I've reviewed several methods of training using lora, unsloth, and just transformers. Each time I try I get a memory allocation error. I've updated my environment to set PYTORCH_CUDA_ALLOC_CONF=expandable_segments:True in os.environment on the scripts, and .bashrc and set on the cli,,, just in case. But I keep getting the same errors. I've read it this model only requires 16 GB of GPU minimum but my error messages show that torch is trying to allocate 32 GB of GPU memory, which is impossible given I only have that much total. I've set my device_mapping to auto, cuda:0, cuda:1 and finally just cuda. But I get the same message. I'm willing to share the script if anyone feels like they can solve my problem, then again, maybe it's just not possible?

rkapuaala

10 days ago

•

edited 10 days ago

Oh,,, And I get this error too.

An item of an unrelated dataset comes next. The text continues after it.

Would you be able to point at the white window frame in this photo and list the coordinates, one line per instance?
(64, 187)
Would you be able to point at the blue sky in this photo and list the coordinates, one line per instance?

I've tried reducing the numbe of workers and the cuda out of memory errors change only in how much they tried to allocate.
RuntimeError:

    An attempt has been made to start a new process before the
    current process has finished its bootstrapping phase.
    This probably means that you are not using fork to start your
    child processes and you have forgotten to use the proper idiom
    in the main module:

        if __name__ == '__main__':
            freeze_support()
            ...

    The "freeze_support()" line can be omitted if the program
    is not going to be frozen to produce an executable.

rkapuaala

8 days ago

I've finally found a way to tune. I'm using SFTTrainer and I am getting iterations speeds of 5.7s . It's only using one of my GPUs at 96% and 12GB out of 16 on that and 1GB out of 16 on the other. I have done 3 training sessions so far. First with 3 rows data, and it worked so fast I had not time to set up monitors. The second time I used 98 rows, and it was done in about 15 minutes. I'm currently running a session with 496 rows. It is a major relief to finally be able to train the model in my own office.